Controlling for Differences in Analyzed Protein Content
While all intracellular Western blots were normalized according to a BCA assay, and protein loading was verified by Ponceau S, and eventually the house-keeping protein, β-actin, demonstrating similar levels of total secreted protein in each analysis is a more difficult task. To ensure that similar amounts of secreted protein were used for Western blots and GLuc assays, we plated the same number of cells in all transfected wells, monitored viability in particular experiments to ensure similar ultimate cell numbers before the assays, performed the experiments up to 8 times, and periodically switched the orientation of the transfected wells so that the trends we observed were not due simply to higher amounts of evaporation in wells along the edge of the plate. Furthermore, previously, we have performed cotransfection experiments with a secreted control protein, humanized GLuc (hGLuc), in an identical manner to the transfection experiments described herein, and observed no significant differences in secreted levels of the control protein across different transfected samples.36 
Pathogenic Versus NonPathogenic Prediction of MYOC Mutations
We based the designation of polymorphic versus pathogenic on criteria established previously (available in the public domain at www.myocilin.com12). This designation takes into account the type of mutation (i.e., frame shift versus nonsense), sequence frequency in control populations, location of the mutation within the MYOC domain structure, evidence of partial segregation within a family, and the results of any solubility studies. 
Statistical Analysis
To determine statistical significance, samples were compared using either a 1-sample t-test or 2-sample t-test, where appropriate. Significance was set at *P < 0.05, **P < 0.01, and ***P < 0.001. 
Results
Fusion of a Naturally Secreted Luciferase to MYOC Does Not Substantially Alter Its Secretion Profile or Soluble Intracellular Levels
Initially, to assess for potential differences in how eGLuc2-tagged MYOC is secreted and handled within the cell, we compared the secretion and intracellular profile of untagged WT MYOC and WT MYOC FLAG (FT, used extensively in past experiments2,37,38) to WT MYOC eGLuc2. We found that indeed, all three variants are readily secreted from transfected cells and detectable in the media 48 hours after initial transfection (Fig. 1B), and that all three variants have similar soluble, intracellular steady-state levels (Fig. 1C). A more detailed assay validation analysis in which we compared and contrasted the behavior of MYOC FT and MYOC eGLuc2 variants under different chemical and biochemical conditions can be found in the Supplementary Material (Supplementary Figs. S1–S4). 

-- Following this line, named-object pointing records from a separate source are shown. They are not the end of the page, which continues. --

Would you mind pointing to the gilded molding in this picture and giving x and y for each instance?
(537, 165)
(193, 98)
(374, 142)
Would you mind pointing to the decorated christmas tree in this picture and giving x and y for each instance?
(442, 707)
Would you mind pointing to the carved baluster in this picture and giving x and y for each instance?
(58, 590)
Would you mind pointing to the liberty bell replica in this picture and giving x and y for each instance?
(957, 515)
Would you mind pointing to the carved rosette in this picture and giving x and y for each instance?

Y437H MYOC eGLuc2 Behaves Similarly to Y437H MYOC FT
We further characterized the use of the GLuc reporter assay for monitoring the secretion and intracellular levels of POAG-associated mutant MYOC variants. Initially, we chose the Y437H mutation due to its prevalence (7.2% of all MYOC disease-causing variants, www.myocilin.com) and prior characterization in cell culture and mouse models.9,14,2325 At 24 hours after media change, a minimal amount of secreted Y437H was detectable in eGLuc2 and FT-tagged conditioned media under reducing conditions (Fig. 2A), but was not observable under nonreducing conditions (Fig. 2A), hinting at the presence of disulfide-bonded aggregates incapable of penetrating the SDS-PAGE gel. On the contrary, WT MYOC was observable under reducing and nonreducing conditions (Fig. 2A). Furthermore, under nonreducing conditions, WT MYOC eGLuc2 displayed near identical apparent disulfide bonding patterns as MYOC FT, consistent with previous findings,39,40 albeit shifted to a slightly higher molecular weight due to the addition of eGLuc2 (Fig. 2A). 
Figure 2
 
Comparison of WT and Y437H MYOC FT and eGLuc2 fusion variants. (AC) HEK-293T cells were transfected for 48 hours followed by a media change (2% FBS media) and incubated for an additional 24 hours before Western blotting the conditioned media (A) or soluble cell lysates (B, C). Single arrow indicates secreted Y437H MYOC FT, whereas the double arrow indicates Y437H MYOC eGLuc2, both of which are difficult to observe in this experiment. Conditioned media and soluble cell lysates were run under reducing and nonreducing conditions to compare disulfide bonding ability of the analyzed variants. Mixed disulfide intermediates are denoted by a bracket. Representative images of three independent experiments.
Figure 2
 
Comparison of WT and Y437H MYOC FT and eGLuc2 fusion variants. (AC) HEK-293T cells were transfected for 48 hours followed by a media change (2% FBS media) and incubated for an additional 24 hours before Western blotting the conditioned media (A) or soluble cell lysates (B, C). Single arrow indicates secreted Y437H MYOC FT, whereas the double arrow indicates Y437H MYOC eGLuc2, both of which are difficult to observe in this experiment. Conditioned media and soluble cell lysates were run under reducing and nonreducing conditions to compare disulfide bonding ability of the analyzed variants. Mixed disulfide intermediates are denoted by a bracket. Representative images of three independent experiments.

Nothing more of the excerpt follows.